Google Data Studio – Dynamic cluster of dimension values for interactive statistics grouping
Of course, nothing is better than getting cleaned, organized and grouped data to build beautiful dashboards with Google Data Studio and other data viz tools.
But messy data is also our daily lives. At some point (the best reason), because we are in charge actually to clean it or to create an efficient measurement plan.
Data Studio can also help you – without coding skills – to explore and test any data, at any stage of data analysis. And data exploration can significantly be accelerated with home made tools.
As example, the capability to cluster dynamically existing data is possible with Data Studio. It will help you to identify trends and apply the better options for the future.
How many times you read a table chart, saw the high number of values (with the related long tail of descending metric values) and suspect that a cluster of values with a common denominator could be significant, driving your analysis or your way to organize your data? 🧐
Let’s build a simple & interactive report that help you to cluster your data and create soft grouping inside Data Studio!
Ingredients
For this post, I handle data from demo account of Google Analytics, using Landing Page dimension with Sessions metric, but you can do exactly the same thing with any other data set. Just take care of the consistency of the applied aggregation on the metric.
So, to build this exploration report, we will combine the following elements:
- Your main data source providing dimension values and related metrics you need to explore and cluster
- Some parameters to fill grouping rules and labels (3 groups for the example)
- A calculated field to take in account dynamic grouping inside our charts
- A main chart to see the evolution of statistics after your dynamic grouping, with the related
- A bar chart as a secondary chart to see the impact on the number of values and the long tail
The result
Like keywords, URLs is a good example of dimensions with a high cardinality of values, requiring to create groups to understand if some suspected clusters can get significant proportion of stats, changing the trends, and so the analysis.
Let’s see the result.
1. Parameters
Let’s start the configuration!
First, add the following 5 text parameters – permitting any value – to your main data source. Here their names and IDs:
- Group #1 label / group_1_label
- Group #1 rule / group_1_rule
- Group #2 label / group_2_label
- Group #2 rule / group_2_rule
- Group #3 – auto extract / group_3
2. Calculated fields
Then, we create a calculated field on our data source to use it as the main dimension of your charts, overwriting the original value of the selected dimension (here Landing page):
- For the Group #1 and #2, we check if the related parameters are not empty and if the rule corresponds to a regular expression, included in the dimension value, if it is the case, we overwrite the dimension value with the filled label
- For the Group #3, we auto extract, inside the value, what is filled as a regular expression and create one group by different extraction.
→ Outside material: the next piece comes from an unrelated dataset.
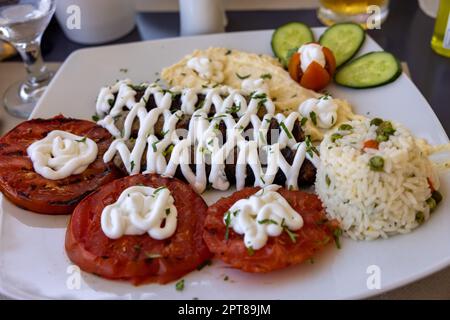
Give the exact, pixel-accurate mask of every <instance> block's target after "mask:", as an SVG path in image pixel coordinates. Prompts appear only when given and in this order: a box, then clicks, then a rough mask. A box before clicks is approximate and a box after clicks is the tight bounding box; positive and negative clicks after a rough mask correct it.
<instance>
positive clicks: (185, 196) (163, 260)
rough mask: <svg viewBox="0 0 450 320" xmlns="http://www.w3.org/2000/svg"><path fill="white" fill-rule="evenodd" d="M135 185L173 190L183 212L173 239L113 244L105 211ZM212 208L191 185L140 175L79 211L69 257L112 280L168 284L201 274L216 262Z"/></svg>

Warning! To keep simple the use of REGEXP_EXTRACT function, the related parameter should be, at least, filled with a string between parenthesis, or with a real regular expression with capturing group
Grouped landing page
CASE
WHEN Group #1 rule != "" AND Group #1 label != "" AND REGEXP_CONTAINS(Landing Page,Group #1 rule) THEN CONCAT("# Group: ",Group #1 label)
WHEN Group #2 rule != "" AND Group #2 label != "" AND REGEXP_CONTAINS(Landing Page,Group #2 rule) THEN CONCAT("# Group: ",Group #2 label)
WHEN Group #3 - auto extract != "" AND REGEXP_CONTAINS(Landing Page, Group #3 - auto extract) THEN CONCAT("# Group: ", REGEXP_EXTRACT(Landing Page,Group #3 - auto extract))
ELSE Landing Page
END
3. Settings panel of the report
Now our fields are ready, let’s build the settings panel we will use to create our clusters dynamically regarding explored data.
We need to insert in the report page our 5 parameters through input box controls, decorated with some section labels and graphic elements representing the cascade of the 3 available rule slots.
4. Charts
At last, we create 2 charts.
The first one is our main chart for exploration works, here a table chart with main metric displayed with bars:
- Setup tab
- Data source: Your main data source (here GA demo account)
- Dimension: Grouped landing page
- Metric: Sessions
(selecting in my example percent of total as comparison calculation) - Sort by Sessions descending
- Style tab
- Show row numbers (Table Body section)
- Show pagination (Table Footer section)
- Display bar and show number for the first metric
- (optional) To highlight the groups, in my case, I also applied a conditional formatting for rows with clusters with yellow background
Then, we create a small vertical bar chart to follow the trend of our initial long tail, applying progressively some clusters.
- Setup tab
- Data source: Your main data source (here GA demo account)
- Dimension: Grouped landing page
- Metric: Sessions
- Sort by Sessions descending
- Style tab
- Vertical bars
- High number of bars
- A flashy color
- Axes: Do not show axes
- Legend: Do not show legend
Configuration review
Not sure about a step described above, don’t worry, it’s time to make a full review of the configuration with the video below.
That’s all. Now, it is your turn to apply this report for your specific context. Custom adaptations are endless. Make this report yours.